I respectfully dissent from the majority's analysis and the conclusion reached. The trial court was correct in finding that the rejection form executed by the plaintiff was invalid as a waiver of UM coverage. Regarding UM coverage, the Louisiana Supreme court has held that an insured must be given the opportunity to make a meaningful selection from the three options provided by LSA-R.S. 22:1406(D): (1) UM coverage equal to bodily injury limits in the policy; (2) UM coverage lower than bodily injury limits the policy; (3) no UM coverage. Tugwell v. State Farm Insurance Company, 609 So.2d 195 (La. 1992). Furthermore, LSA-R.S. 22:1406 is to be liberally construed to carry out the objective of providing recovery for those injured through no fault of their own. Mosley v. Dairyland Insurance Company, 614 So.2d 792 (La.App. 2d Cir. 1993) citing Roger v. Estate of Moulton, 513 So.2d 1126 (La. 1987) and Hoefly v. Government Employees Insurance Company, 418 So.2d 575 (La. 1982). When the policy, as was the policy in the instant case, is written for an amount of coverage equal to the statutory minimum, insurers are only required to offer the first and third options mentioned in Tugwell. West v. Louisiana Indemnity Company, 26,845 (La.App. 2d Cir. 4/5/95), 653 So.2d 194.
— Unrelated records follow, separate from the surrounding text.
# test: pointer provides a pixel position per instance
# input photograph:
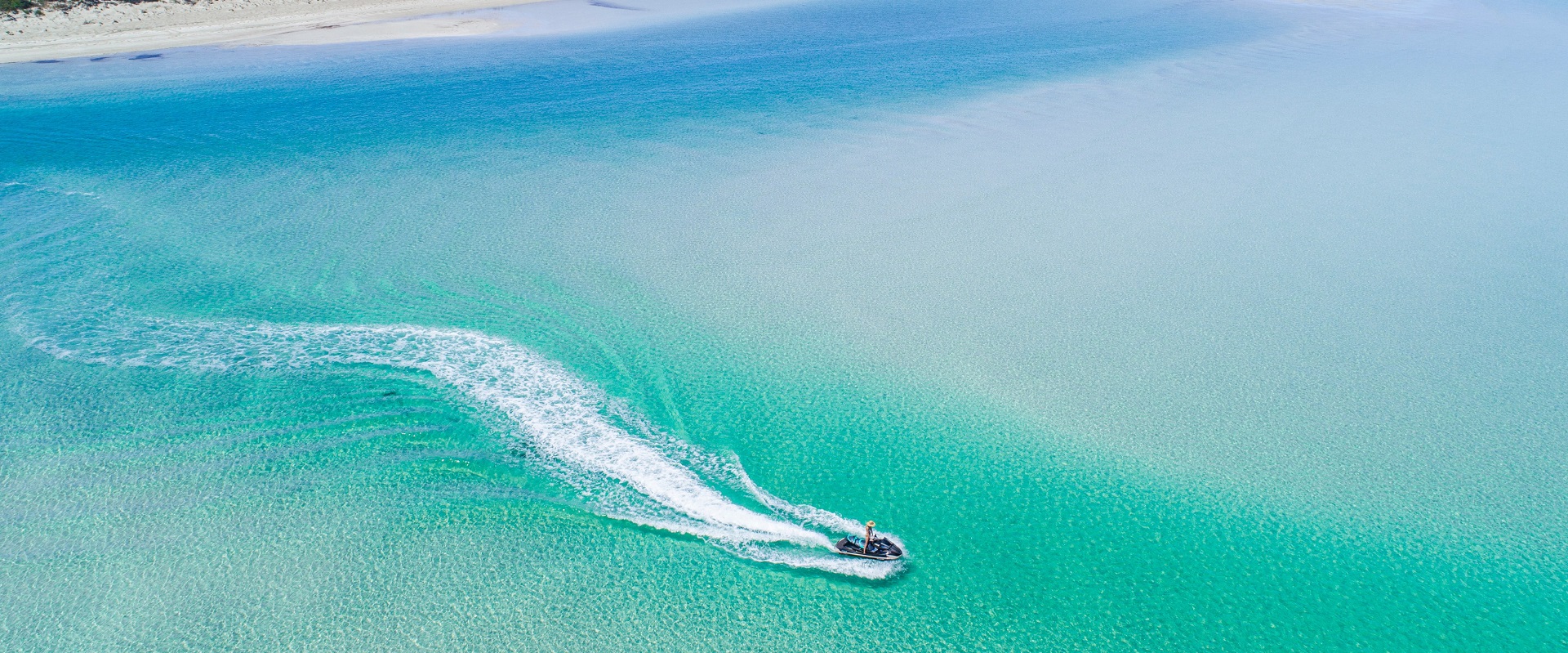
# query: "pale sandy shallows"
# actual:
(114, 29)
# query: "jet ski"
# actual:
(872, 547)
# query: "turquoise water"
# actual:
(591, 342)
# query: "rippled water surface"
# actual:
(1140, 325)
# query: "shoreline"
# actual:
(151, 25)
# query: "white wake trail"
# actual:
(555, 415)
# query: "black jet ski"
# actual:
(882, 548)
(872, 547)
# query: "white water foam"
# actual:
(627, 468)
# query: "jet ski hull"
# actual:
(882, 550)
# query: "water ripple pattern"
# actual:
(621, 463)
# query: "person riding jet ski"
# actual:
(875, 548)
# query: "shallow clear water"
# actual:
(1143, 327)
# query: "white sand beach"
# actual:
(124, 27)
(114, 29)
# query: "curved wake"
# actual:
(627, 468)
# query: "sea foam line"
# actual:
(568, 421)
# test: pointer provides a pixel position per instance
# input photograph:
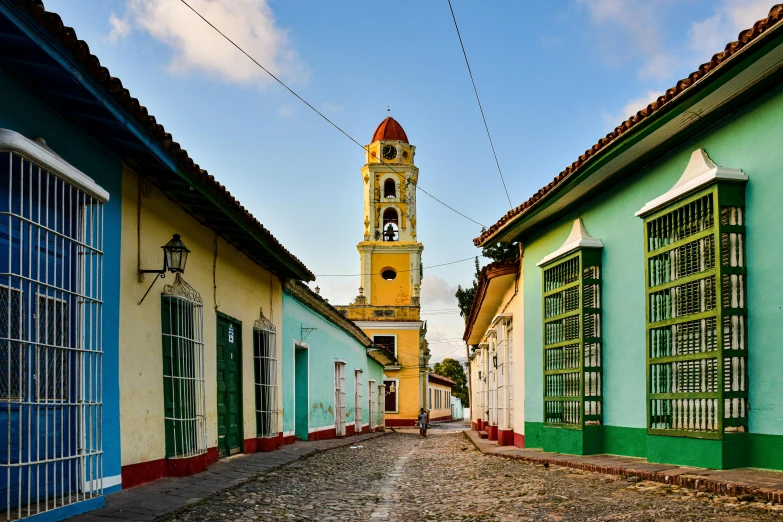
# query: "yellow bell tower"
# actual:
(387, 307)
(390, 254)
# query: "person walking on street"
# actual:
(423, 421)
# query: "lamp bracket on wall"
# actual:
(305, 332)
(175, 255)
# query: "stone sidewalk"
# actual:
(761, 485)
(166, 495)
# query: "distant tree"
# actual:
(495, 252)
(465, 296)
(453, 370)
(499, 251)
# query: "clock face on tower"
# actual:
(389, 152)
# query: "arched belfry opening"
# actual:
(391, 225)
(389, 189)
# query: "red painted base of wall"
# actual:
(262, 444)
(492, 431)
(192, 465)
(442, 419)
(400, 423)
(505, 437)
(137, 474)
(331, 433)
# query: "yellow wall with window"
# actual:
(407, 377)
(396, 292)
(439, 402)
(239, 289)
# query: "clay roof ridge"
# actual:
(492, 270)
(53, 23)
(745, 38)
(438, 376)
(302, 292)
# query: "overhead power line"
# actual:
(481, 109)
(399, 271)
(319, 113)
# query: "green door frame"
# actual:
(240, 403)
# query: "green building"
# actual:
(652, 294)
(332, 372)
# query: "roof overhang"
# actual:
(496, 280)
(47, 58)
(739, 79)
(381, 355)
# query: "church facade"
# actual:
(387, 307)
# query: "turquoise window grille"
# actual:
(572, 340)
(697, 350)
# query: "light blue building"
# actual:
(332, 372)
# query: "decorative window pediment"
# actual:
(700, 172)
(697, 311)
(572, 332)
(578, 238)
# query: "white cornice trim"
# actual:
(578, 238)
(389, 325)
(701, 171)
(12, 141)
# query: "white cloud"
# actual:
(631, 30)
(197, 47)
(630, 108)
(331, 107)
(119, 28)
(709, 36)
(436, 292)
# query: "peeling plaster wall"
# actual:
(326, 344)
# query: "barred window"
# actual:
(183, 370)
(265, 373)
(572, 334)
(696, 315)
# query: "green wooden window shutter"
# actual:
(572, 339)
(695, 264)
(182, 322)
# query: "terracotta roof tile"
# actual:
(81, 51)
(745, 38)
(489, 272)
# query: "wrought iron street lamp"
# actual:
(175, 255)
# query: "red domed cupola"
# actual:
(389, 130)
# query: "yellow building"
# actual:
(387, 307)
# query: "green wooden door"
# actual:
(229, 385)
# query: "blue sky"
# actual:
(553, 77)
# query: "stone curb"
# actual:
(715, 486)
(347, 441)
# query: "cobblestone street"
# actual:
(402, 477)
The majority relies on this court's prior opinions finding valid rejections of UM coverage and approving certain rejection forms. See Thomas v. Goodson, 26,356 (La.App. 2d Cir. 12/07/94), 647 So.2d 1192 and Nelson v. Ragan, 26,724 (La.App. 2d Cir. 4/5/95), 653 So.2d 185, writ denied, 95-1161 (La. 6/16/95), 655 So.2d 332. However, the rejection forms in these cases specifically stated that the law requires the insurer to offer UM coverage in an amount equal to the bodily injury limits in the policy. The form in the instant case does not so state, but merely states that the insurer must provide UM coverage. The form does not fully apprise the insured of what he was rejecting when signing the rejection form. If the insured does not fully know what is being rejected, then he cannot be said to have meaningfully selected the option of no UM coverage.
The form in this case does not track the statute. Further, the form does not give the insured the opportunity to make a "meaningful selection" from the statutory options. Because the form does not fully comply with the Tugwell options, the result reached by the trial court is correct.